Forest City Ratner president Bruce Ratner has tried to explain the forbidding interior design, in a New York Times story (Rethinking Atlantic Center With the Customer in Mind; 5/26/04):
The isolation of stores and lack of gathering locations inside the building was intentional, said its developer, Bruce Ratner of Forest City Ratner, driven by the needs of skittish national retailers and the notion that urban malls had failed because they became magnets for loitering teenagers who frightened the shoppers away.
“It’s a problem of malls in dense urban areas that kids hang out there, and it’s not too positive for shopping,” Mr. Ratner said. “Look, here you’re in an urban area, you’re next to projects, you’ve got tough kids.”

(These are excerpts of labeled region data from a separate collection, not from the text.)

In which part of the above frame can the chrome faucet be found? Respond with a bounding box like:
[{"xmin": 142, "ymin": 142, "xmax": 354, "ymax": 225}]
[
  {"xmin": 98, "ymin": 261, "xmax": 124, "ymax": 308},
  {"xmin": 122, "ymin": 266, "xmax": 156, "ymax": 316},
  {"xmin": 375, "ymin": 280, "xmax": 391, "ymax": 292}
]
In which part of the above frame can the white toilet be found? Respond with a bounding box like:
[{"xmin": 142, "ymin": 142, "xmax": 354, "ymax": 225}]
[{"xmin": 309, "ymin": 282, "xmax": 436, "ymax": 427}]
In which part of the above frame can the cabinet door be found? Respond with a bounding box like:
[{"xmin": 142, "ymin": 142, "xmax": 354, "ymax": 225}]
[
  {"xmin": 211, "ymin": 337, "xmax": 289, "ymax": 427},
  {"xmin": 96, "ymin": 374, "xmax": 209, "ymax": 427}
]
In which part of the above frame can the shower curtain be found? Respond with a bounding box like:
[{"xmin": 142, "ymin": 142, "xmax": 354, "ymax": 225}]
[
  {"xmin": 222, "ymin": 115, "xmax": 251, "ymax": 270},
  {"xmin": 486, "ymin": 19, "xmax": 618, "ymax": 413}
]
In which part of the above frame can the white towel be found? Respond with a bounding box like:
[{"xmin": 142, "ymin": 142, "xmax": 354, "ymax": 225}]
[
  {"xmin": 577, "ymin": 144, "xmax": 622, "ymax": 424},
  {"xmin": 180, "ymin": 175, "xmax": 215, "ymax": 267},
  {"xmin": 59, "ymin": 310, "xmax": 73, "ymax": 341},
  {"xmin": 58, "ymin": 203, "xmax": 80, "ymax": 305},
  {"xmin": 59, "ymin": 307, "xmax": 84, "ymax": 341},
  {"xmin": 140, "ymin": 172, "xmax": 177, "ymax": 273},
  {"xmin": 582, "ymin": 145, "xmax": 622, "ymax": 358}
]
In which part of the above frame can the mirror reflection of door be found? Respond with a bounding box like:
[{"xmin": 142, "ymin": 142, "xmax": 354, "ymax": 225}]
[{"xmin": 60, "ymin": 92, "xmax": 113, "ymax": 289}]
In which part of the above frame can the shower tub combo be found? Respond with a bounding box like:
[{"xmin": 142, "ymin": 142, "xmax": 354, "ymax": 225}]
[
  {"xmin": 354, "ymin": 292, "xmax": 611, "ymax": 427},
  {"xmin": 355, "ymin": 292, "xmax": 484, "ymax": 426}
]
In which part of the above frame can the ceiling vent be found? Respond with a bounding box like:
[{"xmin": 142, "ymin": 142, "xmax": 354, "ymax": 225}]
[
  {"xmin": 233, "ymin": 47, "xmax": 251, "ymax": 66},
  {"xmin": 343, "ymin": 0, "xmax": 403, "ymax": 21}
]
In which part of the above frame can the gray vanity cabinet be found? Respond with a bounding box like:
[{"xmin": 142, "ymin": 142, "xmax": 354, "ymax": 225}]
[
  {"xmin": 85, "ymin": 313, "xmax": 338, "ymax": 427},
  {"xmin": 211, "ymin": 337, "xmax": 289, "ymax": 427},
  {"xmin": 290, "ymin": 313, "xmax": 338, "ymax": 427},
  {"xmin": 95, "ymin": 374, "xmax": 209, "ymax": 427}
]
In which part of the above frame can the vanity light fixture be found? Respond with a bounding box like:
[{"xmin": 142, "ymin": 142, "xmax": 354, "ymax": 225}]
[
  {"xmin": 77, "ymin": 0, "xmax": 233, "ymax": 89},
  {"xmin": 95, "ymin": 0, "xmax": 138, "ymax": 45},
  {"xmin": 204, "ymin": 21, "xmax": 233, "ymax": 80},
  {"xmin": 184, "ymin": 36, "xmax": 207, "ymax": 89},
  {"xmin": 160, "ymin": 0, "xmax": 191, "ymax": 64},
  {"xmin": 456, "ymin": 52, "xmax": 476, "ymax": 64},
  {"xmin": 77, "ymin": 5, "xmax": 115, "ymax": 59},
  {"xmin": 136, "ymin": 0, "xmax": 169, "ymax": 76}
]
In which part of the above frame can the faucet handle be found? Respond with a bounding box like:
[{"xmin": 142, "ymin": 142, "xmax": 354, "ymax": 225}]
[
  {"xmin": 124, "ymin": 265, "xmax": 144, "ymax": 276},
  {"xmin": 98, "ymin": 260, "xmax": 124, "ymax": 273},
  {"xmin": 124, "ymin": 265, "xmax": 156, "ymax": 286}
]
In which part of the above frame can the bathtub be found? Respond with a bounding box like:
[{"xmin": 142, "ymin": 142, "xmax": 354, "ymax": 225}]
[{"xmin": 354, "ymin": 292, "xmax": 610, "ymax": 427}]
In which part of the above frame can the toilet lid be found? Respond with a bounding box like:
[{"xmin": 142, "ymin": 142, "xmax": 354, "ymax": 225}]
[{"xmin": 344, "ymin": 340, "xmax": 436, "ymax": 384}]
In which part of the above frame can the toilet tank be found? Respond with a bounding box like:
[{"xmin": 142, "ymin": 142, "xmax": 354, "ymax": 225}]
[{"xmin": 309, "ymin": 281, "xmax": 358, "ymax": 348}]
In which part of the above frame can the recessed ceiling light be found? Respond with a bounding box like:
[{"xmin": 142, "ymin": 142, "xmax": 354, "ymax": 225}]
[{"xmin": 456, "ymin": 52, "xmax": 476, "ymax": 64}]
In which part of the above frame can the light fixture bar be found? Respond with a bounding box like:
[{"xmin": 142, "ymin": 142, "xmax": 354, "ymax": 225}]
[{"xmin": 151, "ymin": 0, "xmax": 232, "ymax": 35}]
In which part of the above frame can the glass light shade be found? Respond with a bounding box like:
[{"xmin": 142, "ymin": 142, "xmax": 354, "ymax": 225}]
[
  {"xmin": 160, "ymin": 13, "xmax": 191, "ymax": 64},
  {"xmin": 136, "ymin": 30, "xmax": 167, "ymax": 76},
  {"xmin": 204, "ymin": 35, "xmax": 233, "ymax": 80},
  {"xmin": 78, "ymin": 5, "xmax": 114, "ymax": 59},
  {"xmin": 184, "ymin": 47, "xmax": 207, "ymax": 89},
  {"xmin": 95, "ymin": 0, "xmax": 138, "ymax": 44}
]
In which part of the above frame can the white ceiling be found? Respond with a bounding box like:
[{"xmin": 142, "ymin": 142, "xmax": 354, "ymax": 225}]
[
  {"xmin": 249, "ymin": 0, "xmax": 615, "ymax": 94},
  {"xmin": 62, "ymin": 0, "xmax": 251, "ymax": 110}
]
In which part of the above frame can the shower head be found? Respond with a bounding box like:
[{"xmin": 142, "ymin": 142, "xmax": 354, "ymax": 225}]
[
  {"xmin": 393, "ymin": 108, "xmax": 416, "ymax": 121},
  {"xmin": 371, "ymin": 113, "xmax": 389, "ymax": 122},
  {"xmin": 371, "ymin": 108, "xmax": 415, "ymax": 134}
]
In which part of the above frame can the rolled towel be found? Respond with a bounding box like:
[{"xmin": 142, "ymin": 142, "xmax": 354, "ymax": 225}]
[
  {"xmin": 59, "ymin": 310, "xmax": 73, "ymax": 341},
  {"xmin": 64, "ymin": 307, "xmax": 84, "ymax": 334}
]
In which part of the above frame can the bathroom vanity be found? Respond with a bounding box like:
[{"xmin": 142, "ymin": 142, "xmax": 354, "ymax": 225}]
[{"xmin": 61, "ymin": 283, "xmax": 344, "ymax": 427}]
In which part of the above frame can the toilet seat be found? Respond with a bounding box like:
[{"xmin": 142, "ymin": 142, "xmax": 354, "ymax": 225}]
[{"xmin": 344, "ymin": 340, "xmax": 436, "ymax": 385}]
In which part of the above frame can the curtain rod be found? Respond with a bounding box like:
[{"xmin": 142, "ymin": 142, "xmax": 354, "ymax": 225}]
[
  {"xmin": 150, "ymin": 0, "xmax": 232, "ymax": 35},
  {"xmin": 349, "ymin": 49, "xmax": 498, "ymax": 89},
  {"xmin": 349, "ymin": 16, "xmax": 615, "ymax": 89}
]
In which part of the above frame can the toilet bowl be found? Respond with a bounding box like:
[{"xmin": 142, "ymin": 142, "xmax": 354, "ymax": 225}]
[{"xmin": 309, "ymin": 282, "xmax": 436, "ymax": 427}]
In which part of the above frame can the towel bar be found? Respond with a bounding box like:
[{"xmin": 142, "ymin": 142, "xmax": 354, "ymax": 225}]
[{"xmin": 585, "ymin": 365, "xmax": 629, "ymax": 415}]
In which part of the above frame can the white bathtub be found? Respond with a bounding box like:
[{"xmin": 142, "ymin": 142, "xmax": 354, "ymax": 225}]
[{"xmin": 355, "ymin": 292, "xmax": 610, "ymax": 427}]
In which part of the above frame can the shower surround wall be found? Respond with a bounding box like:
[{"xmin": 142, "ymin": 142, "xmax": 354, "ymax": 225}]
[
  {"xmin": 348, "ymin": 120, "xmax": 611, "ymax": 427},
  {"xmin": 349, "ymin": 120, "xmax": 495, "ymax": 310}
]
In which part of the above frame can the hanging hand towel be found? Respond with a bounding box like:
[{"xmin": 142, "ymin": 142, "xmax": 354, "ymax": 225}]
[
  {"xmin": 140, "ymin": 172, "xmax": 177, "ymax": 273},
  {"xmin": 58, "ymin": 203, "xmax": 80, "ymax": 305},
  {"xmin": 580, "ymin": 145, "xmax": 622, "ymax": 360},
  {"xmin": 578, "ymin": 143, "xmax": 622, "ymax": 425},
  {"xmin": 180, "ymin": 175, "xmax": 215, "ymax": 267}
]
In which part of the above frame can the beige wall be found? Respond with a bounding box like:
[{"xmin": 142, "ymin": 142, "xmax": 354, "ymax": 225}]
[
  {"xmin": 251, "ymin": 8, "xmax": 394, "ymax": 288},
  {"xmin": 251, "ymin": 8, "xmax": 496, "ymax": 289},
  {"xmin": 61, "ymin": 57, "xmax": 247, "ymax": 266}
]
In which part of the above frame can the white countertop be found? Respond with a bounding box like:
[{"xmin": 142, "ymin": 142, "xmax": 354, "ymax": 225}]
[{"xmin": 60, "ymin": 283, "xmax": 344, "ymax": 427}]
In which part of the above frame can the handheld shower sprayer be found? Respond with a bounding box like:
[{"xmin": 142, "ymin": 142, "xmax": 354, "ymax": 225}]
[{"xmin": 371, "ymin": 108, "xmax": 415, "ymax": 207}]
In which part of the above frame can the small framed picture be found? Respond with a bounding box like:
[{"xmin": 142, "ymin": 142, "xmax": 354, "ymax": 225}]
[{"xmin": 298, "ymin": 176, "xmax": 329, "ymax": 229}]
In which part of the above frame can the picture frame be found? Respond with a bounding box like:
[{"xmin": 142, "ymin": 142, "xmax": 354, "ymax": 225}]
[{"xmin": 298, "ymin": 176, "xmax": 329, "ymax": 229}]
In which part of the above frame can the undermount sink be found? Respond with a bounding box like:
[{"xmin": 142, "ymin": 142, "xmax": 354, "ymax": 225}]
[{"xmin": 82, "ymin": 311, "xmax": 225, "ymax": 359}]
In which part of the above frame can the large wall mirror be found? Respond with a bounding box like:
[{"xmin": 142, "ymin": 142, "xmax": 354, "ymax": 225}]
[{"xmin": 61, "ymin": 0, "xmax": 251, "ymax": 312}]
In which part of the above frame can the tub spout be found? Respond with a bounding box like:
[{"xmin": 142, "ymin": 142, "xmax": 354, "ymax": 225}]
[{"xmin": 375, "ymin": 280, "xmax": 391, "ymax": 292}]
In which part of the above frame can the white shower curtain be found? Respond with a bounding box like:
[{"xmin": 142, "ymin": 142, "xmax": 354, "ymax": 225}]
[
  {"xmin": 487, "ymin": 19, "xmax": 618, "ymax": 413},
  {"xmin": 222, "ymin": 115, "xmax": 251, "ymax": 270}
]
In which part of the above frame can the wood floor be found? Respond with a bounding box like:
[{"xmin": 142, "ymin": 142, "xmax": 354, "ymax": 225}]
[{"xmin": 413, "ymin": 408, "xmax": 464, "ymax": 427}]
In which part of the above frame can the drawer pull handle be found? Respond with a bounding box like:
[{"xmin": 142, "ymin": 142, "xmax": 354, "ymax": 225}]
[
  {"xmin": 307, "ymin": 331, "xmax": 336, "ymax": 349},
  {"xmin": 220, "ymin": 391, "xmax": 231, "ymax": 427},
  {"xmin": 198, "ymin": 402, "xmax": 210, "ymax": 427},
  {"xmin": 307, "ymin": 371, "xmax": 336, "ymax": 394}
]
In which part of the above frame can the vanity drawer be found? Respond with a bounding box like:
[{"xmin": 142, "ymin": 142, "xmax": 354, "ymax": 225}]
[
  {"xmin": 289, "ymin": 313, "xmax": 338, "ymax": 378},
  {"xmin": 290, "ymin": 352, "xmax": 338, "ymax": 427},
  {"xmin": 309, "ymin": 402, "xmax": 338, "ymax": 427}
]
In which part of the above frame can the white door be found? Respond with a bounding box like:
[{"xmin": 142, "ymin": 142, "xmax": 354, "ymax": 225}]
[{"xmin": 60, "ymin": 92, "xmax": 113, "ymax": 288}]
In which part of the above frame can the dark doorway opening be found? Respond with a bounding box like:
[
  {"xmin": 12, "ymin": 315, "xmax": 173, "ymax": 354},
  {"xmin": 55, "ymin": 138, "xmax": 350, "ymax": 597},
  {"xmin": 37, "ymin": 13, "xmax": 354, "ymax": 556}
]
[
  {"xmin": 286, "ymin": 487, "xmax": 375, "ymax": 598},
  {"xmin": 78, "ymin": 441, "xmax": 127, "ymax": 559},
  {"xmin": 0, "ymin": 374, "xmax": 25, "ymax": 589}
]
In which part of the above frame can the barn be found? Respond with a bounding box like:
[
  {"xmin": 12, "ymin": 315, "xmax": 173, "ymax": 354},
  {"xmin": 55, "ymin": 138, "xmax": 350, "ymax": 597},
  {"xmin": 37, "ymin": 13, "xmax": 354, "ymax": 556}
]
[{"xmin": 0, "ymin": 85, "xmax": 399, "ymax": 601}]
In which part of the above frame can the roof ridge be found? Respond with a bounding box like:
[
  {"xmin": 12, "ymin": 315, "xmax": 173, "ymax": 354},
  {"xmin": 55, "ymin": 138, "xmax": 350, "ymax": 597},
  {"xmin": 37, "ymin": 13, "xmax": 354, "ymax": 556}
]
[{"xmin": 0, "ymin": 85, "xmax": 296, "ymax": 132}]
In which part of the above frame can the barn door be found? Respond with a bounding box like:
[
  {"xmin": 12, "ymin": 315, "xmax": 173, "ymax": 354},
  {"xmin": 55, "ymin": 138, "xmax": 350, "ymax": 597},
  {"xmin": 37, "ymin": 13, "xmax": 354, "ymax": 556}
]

Those observations, along with the mall's blank exterior walls, have contributed to the conclusion, held by some in Brooklyn, that the mall represents blight.
The ESDC says: blighted
But the mall could be considered blighted under one of the criteria used by the Empire State Development Corporation in the blight study that is part of the Atlantic Yards General Project Plan. The ESDC states that 51 of the 73 parcels on the project site (70 percent) exhibit one or more blight characteristics, including: buildings or lots that exhibit signs of significant physical deterioration, buildings that are at least 50 percent vacant, lots that are built to 60 percent or less of their allowable Floor Area Ratio (FAR) under current zoning; and vacant lots. (Emphasis added)
Atlantic Center, according to data on Property Shark, contains 767,748 square feet, at a Floor Area Ratio (FAR) of 4.67. That's less than half the maximum allowed FAR of 10, which would allow another 877,126 square feet. That's a total of 1.645 million square feet.
That number may be slightly off, given that a Memorandum of Understanding signed last year indicates that FCR would develop up to 875,000 square feet of commercial space and up to 711,000 square feet of residential space at the Atlantic Center site (for a total of 1.586 million square feet).
Even with the smaller total of 1.586 million square feet, the current mall is built to less than half the allowable density, which constitutes blight under the definition cited above.
Plans for the mall
Note that, as reported in May, there are strong hints, including three towers visible in a Frank Gehry model, that Forest City Ratner plans additional towers on the site of the Atlantic Center mall. My estimate was three towers, each some 30 stories.
Do the developer's long-term leases with tenants contemplate the potential demolition of the mall? Commercial leases, notes the Villager, almost always contain demolition clauses. Still, if some tenants resisted, how would they be evicted? A determination of blight would be handy.